E não era com as próprias bocas que riam, mas com outras.

Odisseia, canto XX

segunda-feira, 28 de novembro de 2016

O burro feliz

  No livro Esaú e Jacó, de Machado de Assis, o Conselheiro Aires vê a dada altura um homem bater no seu burro, que teima em não querer andar. Olhando o burro nos olhos, Aires descobre neles uma “expressão profunda de ironia e paciência” e imagina um monólogo (o “monólogo do burro”). No fim desse monólogo, o burro diria ao homem: “o teu domínio não vale muito, uma vez que me não tiras a liberdade de teimar”.

  A posição do burro lembra a do cão atrelado a uma carroça das fábulas estóicas. A atitude do cão poderia ser a de resistir à trela que o puxava, sem por isso conseguir evitar ser arrastado, ou seguir pelo caminho a que estava condenado, poupando-se ao estrangulamento.
  A preferência dos estóicos por esta última hipótese parece indiciar que a resistência do burro que intriga o Conselheiro Aires seria por eles condenada. Merecerá ela verdadeiramente esta condenação? Revelará a sua postura apenas teimosia sem sentido e a estupidez de não saber aceitar a adversidade?
  A teimosia do burro parece inútil, já que ele, mais tarde ou mais cedo, terá mesmo de seguir o caminho que o homem lhe impõe. A resignação do cão que se abandona ao percurso da carroça aparece então eivada da sabedoria consciente de quem sabe aceitar o seu destino. A fatalidade domina os trajectos de um e outro, mas o cão é maior que o seu destino, porque ao aceitá-lo com a consciência daquilo a que está reduzido é capaz de o desprezar: todo o destino pode ser superado pelo desprezo (“Il n'est pas de destin qui ne se surmonte par le mépris”: Camus, Le Mythe de Sisyphe). Sábio como Sócrates, ele não se rebela nem teima contra a inevitabilidade, encontrando um lugar de paz interior em não se deixar afectar por aquilo que não pode mudar. Ele é o melhor seguidor do conselho com que Sócrates encerra o diálogo com Críton: "sigamos este caminho, já que é aquele que a divindade nos indica".
  É esta nota, todavia, que nos dá uma primeira pista para percebermos que talvez não devamos subestimar com tanta ligeireza a atitude do burro. Porque o seu monólogo, afinal, é a maior prova de que ele tem precisamente aquela consciência que torna superior a posição do cão sábio. Com efeito, é ele mesmo que reconhece ao dono o domínio deste. E é precisamente graças a este passo que ele pode dizer, com razão, que esse domínio não lhe serve de muito. Se não estivesse consciente da sua subjugação, morreria subjugado.

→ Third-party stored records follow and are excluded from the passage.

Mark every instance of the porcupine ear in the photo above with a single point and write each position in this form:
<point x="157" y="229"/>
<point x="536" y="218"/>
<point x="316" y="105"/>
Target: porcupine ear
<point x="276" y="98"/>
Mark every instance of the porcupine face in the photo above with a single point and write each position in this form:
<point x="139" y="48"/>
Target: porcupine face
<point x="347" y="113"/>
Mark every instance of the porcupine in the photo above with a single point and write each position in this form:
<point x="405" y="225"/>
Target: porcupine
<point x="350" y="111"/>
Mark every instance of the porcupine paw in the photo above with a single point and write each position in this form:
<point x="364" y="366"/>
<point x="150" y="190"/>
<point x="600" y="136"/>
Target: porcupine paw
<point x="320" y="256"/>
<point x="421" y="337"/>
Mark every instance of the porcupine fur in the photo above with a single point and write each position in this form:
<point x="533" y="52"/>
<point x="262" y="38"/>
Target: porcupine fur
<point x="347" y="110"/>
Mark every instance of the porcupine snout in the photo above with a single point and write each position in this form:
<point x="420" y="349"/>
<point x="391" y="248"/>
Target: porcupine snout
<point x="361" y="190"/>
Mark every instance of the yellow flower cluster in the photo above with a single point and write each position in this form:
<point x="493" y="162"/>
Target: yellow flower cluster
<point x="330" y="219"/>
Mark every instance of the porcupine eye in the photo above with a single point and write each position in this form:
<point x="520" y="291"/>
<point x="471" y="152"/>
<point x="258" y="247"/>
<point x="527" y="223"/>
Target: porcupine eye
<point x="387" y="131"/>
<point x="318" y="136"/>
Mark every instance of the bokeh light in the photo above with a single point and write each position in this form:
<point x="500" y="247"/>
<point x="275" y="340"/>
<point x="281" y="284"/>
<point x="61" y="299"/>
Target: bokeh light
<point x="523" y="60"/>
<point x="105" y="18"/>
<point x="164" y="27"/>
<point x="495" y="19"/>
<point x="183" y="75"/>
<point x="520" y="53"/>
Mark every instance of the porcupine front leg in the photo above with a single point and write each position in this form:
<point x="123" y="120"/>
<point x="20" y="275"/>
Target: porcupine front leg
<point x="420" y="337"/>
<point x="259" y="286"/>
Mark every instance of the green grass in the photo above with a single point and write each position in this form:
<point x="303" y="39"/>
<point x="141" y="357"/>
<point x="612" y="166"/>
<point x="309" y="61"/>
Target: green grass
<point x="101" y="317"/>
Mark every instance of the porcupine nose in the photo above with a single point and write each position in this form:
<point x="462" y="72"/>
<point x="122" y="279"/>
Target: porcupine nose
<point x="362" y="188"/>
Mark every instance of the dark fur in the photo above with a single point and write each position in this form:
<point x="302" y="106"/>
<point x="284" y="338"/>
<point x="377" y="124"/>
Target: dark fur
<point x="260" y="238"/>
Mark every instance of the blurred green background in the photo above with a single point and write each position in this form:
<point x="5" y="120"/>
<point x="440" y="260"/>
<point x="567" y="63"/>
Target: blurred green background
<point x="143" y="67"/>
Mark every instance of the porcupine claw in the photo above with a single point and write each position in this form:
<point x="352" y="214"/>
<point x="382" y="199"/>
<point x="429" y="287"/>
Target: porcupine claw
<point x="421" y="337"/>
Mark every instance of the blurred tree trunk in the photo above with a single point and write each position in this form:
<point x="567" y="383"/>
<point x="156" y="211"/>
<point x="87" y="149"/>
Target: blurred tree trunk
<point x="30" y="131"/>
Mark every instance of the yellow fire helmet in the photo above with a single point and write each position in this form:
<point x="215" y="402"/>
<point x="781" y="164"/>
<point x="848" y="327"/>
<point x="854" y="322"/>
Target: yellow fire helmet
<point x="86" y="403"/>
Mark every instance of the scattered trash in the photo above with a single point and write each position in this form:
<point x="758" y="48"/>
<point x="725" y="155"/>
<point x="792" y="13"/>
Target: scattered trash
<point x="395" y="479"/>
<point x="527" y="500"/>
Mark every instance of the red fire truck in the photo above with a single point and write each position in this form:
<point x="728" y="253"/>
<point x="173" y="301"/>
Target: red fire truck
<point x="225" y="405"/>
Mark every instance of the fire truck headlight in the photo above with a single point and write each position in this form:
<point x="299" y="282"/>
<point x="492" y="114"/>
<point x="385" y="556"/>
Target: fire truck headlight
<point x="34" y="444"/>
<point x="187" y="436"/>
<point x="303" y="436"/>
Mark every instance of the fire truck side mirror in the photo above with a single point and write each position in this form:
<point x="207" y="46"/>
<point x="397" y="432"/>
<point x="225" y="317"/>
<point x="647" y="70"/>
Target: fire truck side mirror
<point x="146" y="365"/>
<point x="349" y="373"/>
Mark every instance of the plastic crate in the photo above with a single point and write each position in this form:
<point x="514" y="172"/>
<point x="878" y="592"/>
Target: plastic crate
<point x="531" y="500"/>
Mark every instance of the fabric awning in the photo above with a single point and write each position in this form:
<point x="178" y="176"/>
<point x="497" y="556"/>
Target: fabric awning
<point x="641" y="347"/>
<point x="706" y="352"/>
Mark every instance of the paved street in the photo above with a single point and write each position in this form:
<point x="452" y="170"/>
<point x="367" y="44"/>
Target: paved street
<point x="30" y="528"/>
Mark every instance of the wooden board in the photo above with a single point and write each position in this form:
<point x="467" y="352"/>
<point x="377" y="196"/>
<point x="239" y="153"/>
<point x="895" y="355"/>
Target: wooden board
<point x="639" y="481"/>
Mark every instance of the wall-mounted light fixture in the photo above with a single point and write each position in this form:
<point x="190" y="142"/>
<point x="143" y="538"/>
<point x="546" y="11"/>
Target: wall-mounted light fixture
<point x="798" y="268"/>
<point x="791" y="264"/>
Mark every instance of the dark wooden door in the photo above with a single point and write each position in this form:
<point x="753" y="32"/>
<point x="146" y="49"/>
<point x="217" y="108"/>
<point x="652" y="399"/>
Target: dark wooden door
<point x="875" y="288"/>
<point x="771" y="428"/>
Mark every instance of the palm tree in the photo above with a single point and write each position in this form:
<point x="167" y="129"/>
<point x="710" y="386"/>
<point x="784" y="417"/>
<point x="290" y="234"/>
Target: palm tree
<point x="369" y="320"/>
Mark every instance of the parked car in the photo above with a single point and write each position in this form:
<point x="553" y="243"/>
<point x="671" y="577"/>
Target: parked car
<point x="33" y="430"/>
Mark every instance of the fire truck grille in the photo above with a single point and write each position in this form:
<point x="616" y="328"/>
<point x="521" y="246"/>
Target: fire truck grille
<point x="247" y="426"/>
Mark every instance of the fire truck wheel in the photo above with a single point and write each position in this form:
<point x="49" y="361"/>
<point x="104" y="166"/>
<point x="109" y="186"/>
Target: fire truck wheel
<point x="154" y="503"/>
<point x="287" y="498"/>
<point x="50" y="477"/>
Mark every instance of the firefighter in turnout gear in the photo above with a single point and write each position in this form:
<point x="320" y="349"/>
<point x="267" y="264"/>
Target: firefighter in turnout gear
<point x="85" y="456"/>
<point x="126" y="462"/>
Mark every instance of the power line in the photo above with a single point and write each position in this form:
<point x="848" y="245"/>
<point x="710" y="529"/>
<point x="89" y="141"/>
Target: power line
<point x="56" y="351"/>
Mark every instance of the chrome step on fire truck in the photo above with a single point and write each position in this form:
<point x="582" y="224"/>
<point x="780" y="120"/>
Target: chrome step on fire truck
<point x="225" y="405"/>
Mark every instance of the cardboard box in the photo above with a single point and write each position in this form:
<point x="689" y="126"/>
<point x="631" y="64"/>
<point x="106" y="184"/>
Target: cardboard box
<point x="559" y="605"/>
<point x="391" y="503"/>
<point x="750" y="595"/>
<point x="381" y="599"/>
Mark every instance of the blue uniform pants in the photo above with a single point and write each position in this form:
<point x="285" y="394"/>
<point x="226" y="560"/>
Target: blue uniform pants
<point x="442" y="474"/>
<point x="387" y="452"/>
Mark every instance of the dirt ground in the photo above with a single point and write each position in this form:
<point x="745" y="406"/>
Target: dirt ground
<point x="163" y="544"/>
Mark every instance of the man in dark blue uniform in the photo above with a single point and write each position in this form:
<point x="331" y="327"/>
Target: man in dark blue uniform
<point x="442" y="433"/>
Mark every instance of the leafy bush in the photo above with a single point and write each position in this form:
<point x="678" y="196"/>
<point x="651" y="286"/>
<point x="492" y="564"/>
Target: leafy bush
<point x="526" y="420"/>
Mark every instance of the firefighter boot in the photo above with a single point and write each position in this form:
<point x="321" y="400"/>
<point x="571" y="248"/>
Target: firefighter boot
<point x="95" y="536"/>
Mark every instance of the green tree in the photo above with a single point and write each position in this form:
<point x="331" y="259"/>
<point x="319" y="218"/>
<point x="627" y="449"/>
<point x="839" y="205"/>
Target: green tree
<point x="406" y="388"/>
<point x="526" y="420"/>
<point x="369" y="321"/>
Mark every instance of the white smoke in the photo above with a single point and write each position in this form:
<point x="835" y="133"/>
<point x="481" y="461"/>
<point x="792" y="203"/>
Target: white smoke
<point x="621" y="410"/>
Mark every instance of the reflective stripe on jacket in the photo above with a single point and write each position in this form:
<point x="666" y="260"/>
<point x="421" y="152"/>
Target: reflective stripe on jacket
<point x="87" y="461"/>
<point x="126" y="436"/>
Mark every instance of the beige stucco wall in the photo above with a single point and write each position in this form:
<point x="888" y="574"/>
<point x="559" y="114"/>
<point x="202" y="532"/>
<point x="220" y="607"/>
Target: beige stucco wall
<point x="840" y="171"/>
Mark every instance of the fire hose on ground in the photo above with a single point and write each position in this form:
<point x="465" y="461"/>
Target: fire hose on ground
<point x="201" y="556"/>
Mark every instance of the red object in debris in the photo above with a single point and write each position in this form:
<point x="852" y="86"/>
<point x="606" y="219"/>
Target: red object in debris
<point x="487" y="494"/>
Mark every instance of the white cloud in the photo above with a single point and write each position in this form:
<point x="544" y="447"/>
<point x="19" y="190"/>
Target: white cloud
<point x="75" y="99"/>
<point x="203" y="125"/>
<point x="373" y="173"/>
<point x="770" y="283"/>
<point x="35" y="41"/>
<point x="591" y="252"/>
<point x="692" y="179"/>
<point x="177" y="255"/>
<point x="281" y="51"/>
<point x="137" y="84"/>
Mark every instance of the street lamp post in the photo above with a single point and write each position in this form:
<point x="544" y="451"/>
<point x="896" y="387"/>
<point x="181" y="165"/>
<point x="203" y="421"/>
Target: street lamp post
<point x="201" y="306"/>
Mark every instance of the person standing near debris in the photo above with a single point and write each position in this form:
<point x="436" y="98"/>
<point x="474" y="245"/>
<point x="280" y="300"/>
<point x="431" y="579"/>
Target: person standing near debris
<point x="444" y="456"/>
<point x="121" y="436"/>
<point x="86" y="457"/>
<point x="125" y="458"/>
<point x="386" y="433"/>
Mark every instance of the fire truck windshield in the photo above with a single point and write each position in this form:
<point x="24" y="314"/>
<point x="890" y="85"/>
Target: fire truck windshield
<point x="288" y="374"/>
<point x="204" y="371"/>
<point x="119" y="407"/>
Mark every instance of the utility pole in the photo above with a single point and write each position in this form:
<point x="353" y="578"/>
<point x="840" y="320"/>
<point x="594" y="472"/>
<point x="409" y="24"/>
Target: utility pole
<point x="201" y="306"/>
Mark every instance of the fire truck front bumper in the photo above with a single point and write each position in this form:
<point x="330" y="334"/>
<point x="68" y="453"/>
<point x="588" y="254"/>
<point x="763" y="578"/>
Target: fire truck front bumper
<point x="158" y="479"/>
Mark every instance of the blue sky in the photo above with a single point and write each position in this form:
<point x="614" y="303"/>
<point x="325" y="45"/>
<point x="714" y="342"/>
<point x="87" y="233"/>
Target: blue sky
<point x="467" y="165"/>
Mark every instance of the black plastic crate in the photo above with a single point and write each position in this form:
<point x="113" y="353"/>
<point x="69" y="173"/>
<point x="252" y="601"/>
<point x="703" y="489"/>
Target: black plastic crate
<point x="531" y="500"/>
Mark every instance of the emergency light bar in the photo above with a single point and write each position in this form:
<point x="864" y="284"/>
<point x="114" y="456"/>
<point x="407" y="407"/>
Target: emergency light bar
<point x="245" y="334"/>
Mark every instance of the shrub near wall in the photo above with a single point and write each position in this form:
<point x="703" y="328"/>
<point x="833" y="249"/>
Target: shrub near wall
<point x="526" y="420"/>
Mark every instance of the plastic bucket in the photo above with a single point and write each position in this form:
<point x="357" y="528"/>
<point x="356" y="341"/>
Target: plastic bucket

Mas está e resiste ainda assim. Porque o faz? Pelo mesmo motivo pelo qual Sísifo insiste em ir buscar a sua pedra ao fundo da montanha para onde ela rolou mais uma vez. Sísifo sabe que é inútil tentar levar a pedra ao topo, porque ela há-de voltar a cair. Mas insiste. E se temos de imaginar Sísifo feliz, como recomendou Camus, a sua felicidade talvez não possa ser encontrada enquanto imaginarmos que ele é simplesmente obrigado a empurrar uma pedra uma e outra vez para a ver depois cair de volta ao princípio; descobriremos essa felicidade atentando antes em que é o próprio Sísifo que, livre, como o burro, para teimar, insiste em empurrar de novo. Não perceberemos a sua alegria nem a sua liberdade se insistirmos em pensar que de nada serve levar o pedregulho ao topo se este vai cair uma vez mais; porque assim falhamos em ver que, se isto acontece, é porque não há, de facto, sentido nenhum para o gesto repetido de insistência a não ser o que mora e se esgota no próprio gesto. A tragédia de Sísifo é a de um retorno frustrado à base da montanha. A sua felicidade, porém, é a de uma subida bem sucedida. A única prova deste sucesso é que ele nunca poderia descer de volta se não tivesse chegado ao topo; isto basta, porque a subida é afinal o único objectivo de si mesma.
  Também Sísifo pode rir-se da divindade que, uma vez chegada a pedra ao cume, a empurra de volta, obrigando-o a ir buscá-la novamente. Porque também ele pode dizer: “o teu domínio não vale muito, uma vez que me não tiras a liberdade de teimar”. É esta vontade indomável, consciente de ser inútil, sem esperança de qualquer sucesso e por isso mesmo vitoriosa, que o burro exibe nos seus olhos irónicos e pacientes. E talvez possamos assim lembrar o Conselheiro Aires de que, ao notar a "expressão de ironia e paciência" naqueles olhos, é também preciso imaginar que aquele burro absurdamente teimoso é feliz.